I have a piece of wood which is 32 " long by 1 1/2" wide by 22/32 " deep. I want to reduce the depth to 19/32". In other words I want to remove 3/32 ". {The wood is either pine or cedar from Home depot.}. What is the best way to do this? I am thinking to buy a plane. I do have a belt sander.

Please can I be advised as to how I can move forward?

Thank you;
Angus


----------



## GeorgeC (Jul 30, 2008)

It can be done with either instrument. You just have to be slow and precise and measure often. 

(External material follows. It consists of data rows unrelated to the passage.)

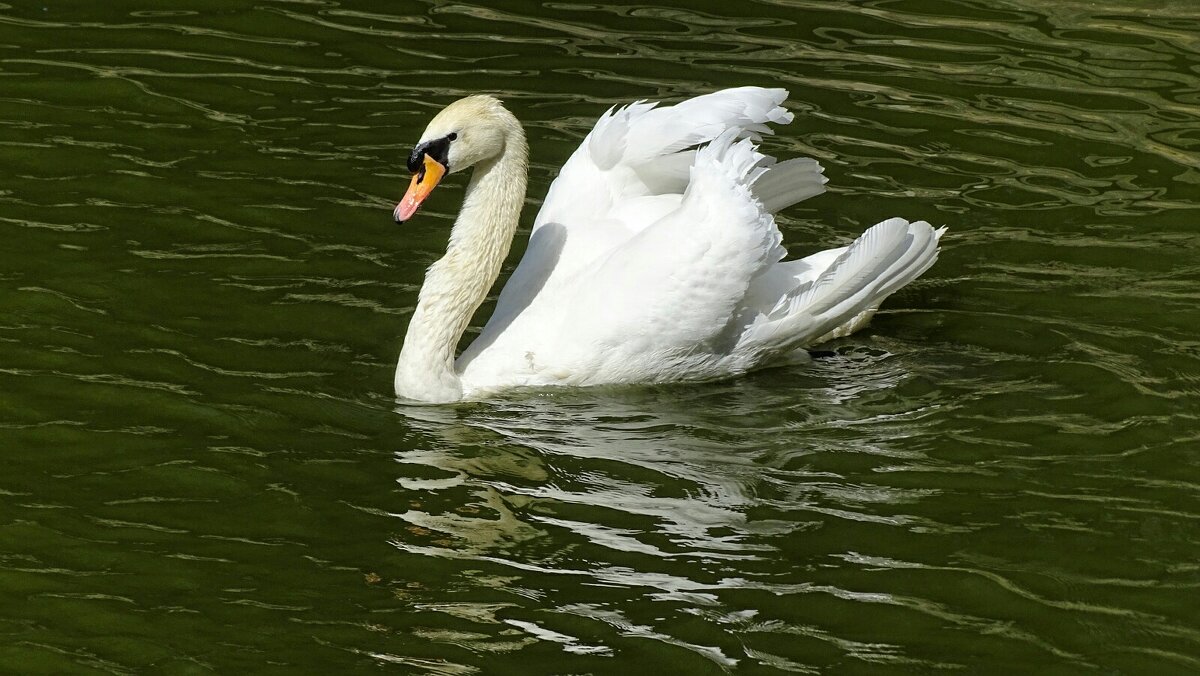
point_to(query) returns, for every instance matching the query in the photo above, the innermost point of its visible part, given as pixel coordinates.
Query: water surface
(202, 297)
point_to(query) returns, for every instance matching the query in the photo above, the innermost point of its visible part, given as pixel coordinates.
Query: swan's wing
(664, 299)
(629, 172)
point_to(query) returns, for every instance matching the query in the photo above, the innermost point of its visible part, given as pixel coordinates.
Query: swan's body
(649, 261)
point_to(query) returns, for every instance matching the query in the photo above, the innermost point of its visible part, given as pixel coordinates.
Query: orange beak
(424, 183)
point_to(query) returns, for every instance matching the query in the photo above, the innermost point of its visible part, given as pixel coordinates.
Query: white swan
(651, 261)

I would first draw a line down each side that is 3/32" from one side. By having the line on each side you can tell if you are keeping the cut level. 

George


----------



## cabinetman (Jul 5, 2007)

If you have a table saw, set the cut for ⅝" and run the piece on edge, then block sand the cut edge. Use a push stick and featherboard.


----------



## 2lim (Aug 30, 2009)

Why not find someone with a planer? Or is this a project that you want to accomplish yourself?


----------



## angusmdmclean (Jun 28, 2010)

Thanks George: I bought a small plane from HD and it worked well.

Angus


----------



## GeorgeC (Jul 30, 2008)

angusmdmclean said:


> Thanks George: I bought a small plane from HD and it worked well.
> 
> Angus


You are welcome.

George


----------